By Rachel Blood
I sat in a dark Mounds View theater with my roommate at my side crunching popcorn, some annoying kid in the front row loudly explaining what was happening to his companion and the armrest of my seat digging into my side.
That probably doesn’t give you the image of a perfect movie theater experience, but it was one of the best nights of my life.
Watching Shang-Chi and the Legend of the Ten Rings, I could see myself reflected in the warriors on screen. I could be that badass—one of the sword-swinging, bow-wielding Asians slaying CGI monsters of darkness.
That was new.
I’m a die-hard Marvel enthusiast, but superheroes never have my trademark dark hair and light skin and almond eyes. In the classic middle school thought game of “which superhero would you be,” the only one with dark hair was Gal Gadot’s Wonder Woman, and DC is just inferior to all things Marvel, so it seemed irrelevant regardless.

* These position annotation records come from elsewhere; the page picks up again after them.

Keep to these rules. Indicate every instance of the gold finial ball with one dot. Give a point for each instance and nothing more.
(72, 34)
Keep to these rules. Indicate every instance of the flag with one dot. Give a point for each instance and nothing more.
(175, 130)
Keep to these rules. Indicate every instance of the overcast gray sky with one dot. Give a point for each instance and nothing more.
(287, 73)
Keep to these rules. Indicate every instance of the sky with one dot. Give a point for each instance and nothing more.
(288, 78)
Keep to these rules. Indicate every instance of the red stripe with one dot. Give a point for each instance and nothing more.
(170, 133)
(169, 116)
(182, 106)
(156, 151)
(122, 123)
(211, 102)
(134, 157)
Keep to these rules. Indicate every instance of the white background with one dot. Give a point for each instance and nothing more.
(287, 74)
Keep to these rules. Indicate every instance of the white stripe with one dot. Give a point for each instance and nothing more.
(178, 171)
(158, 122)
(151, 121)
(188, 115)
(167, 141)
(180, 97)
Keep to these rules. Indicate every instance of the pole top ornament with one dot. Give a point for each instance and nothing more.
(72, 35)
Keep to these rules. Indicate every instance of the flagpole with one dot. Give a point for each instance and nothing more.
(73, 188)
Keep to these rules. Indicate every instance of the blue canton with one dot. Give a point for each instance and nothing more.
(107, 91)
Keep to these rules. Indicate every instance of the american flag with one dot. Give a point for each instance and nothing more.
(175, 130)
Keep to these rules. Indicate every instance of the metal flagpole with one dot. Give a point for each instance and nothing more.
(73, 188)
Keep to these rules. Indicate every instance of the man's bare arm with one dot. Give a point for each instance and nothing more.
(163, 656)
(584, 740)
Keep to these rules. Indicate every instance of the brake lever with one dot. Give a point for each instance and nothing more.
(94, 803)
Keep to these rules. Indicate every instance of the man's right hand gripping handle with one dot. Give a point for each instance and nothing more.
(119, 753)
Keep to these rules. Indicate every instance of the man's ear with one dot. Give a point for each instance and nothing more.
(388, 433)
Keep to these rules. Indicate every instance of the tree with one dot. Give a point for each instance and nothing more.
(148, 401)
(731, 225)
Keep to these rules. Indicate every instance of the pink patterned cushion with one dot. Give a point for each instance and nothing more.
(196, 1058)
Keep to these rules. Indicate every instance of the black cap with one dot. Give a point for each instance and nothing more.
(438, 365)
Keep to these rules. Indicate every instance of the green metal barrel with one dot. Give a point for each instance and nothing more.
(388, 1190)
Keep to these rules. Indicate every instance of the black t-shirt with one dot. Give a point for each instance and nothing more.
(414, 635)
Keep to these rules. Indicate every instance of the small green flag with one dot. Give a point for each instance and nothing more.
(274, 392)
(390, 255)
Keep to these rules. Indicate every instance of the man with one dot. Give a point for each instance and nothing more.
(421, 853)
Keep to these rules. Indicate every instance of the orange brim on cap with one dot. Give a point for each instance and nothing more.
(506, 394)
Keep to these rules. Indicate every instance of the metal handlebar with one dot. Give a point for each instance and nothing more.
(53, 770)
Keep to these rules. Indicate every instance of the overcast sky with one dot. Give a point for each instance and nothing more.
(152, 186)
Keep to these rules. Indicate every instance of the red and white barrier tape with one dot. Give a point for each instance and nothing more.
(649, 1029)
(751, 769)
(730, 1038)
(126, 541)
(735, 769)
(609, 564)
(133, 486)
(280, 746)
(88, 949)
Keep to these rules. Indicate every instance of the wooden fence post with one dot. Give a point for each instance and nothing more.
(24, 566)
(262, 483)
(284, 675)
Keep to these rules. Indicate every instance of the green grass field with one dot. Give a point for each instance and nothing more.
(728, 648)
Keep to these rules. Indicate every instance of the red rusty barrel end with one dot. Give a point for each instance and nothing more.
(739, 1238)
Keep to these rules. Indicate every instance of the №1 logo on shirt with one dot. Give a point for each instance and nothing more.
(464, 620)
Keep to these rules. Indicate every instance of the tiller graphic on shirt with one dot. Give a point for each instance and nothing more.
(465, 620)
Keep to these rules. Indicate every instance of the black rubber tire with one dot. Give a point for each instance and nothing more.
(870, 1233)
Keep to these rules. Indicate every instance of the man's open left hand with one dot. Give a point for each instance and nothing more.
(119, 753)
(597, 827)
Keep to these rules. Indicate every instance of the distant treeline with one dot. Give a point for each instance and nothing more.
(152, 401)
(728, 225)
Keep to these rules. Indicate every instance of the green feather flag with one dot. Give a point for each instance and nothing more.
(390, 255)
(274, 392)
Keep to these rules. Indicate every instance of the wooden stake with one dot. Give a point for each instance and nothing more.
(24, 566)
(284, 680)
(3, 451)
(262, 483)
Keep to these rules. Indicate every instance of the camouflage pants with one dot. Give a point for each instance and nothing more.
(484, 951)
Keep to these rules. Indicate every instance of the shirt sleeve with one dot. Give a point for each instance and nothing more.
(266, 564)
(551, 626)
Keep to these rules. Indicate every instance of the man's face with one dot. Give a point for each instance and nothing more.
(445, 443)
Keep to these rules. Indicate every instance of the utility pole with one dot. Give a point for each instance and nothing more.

For someone whose whole life has been dictated by stories, both on the page and on the screen, never seeing myself in the media hurt.
I never even realized it.
Until now.
In terms of Asians, Hollywood is not diverse. I realized this when I watched Crazy Rich Asians and Shang-Chi back-to-back and saw most of the same actors in each. There’s a small pool of Asian actors who actually get a shot in Hollywood, and when a movie centers around Asian culture, they have to pull out all the stops. Shang-Chi focuses on Chinese characters, but not all the actors are Chinese. Most people can’t tell different Asian backgrounds apart.
It’s like the second grade birthday party where every little girl inevitably decides which of her friends is which Disney princess. I was always Mulan – not Chinese, but what other options were there? It’s like automatically being compared to Cho Chang from Harry Potter.
Everyone with even a speck of good taste loves Dr. Strange’s iconic sidekick, Wong. And everyone whose opinions matter agrees that Simu Liu’s portrayal of Shang-Chi is phenomenal. But that wasn’t what stuck out to me in this one. It was Awkwafina.
Half Chinese and half Korean, Awkwafina’s Katy character drives busses into garbage trucks and demonstrates a level of badassery I aspire toward. I looked at her on the screen and saw long, dark hair, light skin, eyes that aren’t lidded as heavily as all the white girls. Then she whipped out a bow and shot a giant dragon through the throat.
Rachel Blood is not a badass.
She felt like one once when a high schooler asked for her number and she shot back, “Why, need a babysitter?” She hasn’t felt that cool since.
Rachel Blood can barely drive her little Nissan around tight corners without hitting the curb. So when Katy drove a bus into a garbage truck while a war was being waged in the backseat, I wanted to be her.
Asian characters are stars only when Hollywood decides a movie revolves around their Asianness, like their Meyers-Briggs result is “Asian” instead of “INFJ.” But Shang-Chi made strides that have needed to happen for ages, and sitting in that theater with a cardigan haphazardly tugged over my shoulders, I felt so seen.
There’s a scene where Katy sits at a table with Shang’s father, who asks Katy what her Chinese name is. She looks to Shang for help and then spits out some random two-syllable name that has no relation to “Katy.” That was relatable. That was an Asian American separated from her heritage and unsure of how to tread the unfamiliar terrain that came with meeting a “real” Asian family. That was me.
The same thing happened with Crazy Rich Asians’ Rachel Chu. Same name, same status as an Asian American who very much leans into the American side.
I don’t have a Korean name. If an immortal Asian assassin sat me down with a bowl of noodles and asked me for my Asian name, I’d probably panic and say Raichu and hope that he wouldn’t realize that’s just a Pokémon I thought was cute. Nobody in my family speaks Korean at all, but I can ask you if I can pet your dog in Spanish.
I don’t know much about Korean culture or any Asian culture in general, but that was never the problem. It was that I didn’t have a Marvel character to dress up as for Halloween in fifth grade. It was that if, for some insane reason, I ever wanted to be an actress, there wouldn’t be any characters from the comics that I could accurately portray.
Marvel is taking the leaps that all of Hollywood should have taken years ago. With Gemma Chan taking a lead role in The Eternals following Simu Liu’s kickass performance in Shang-Chi, Wong’s Dr. Strange tie-ins and Chloe Bennet’s role in the Netflix series Agents of S.H.I.E.L.D, I have choices when someone asks me which Marvel character I am.
The film industry has a long way to go. I want to see Asian actresses actually representing the heritage that their characters have. I want to see a main character who just happens to be Asian and never feels the need to address it. I want my future kids to be able to be Marvel characters for Halloween, because you bet I’m going to sit them down and make them watch every movie in release order.
We aren’t there yet. But it’s a start.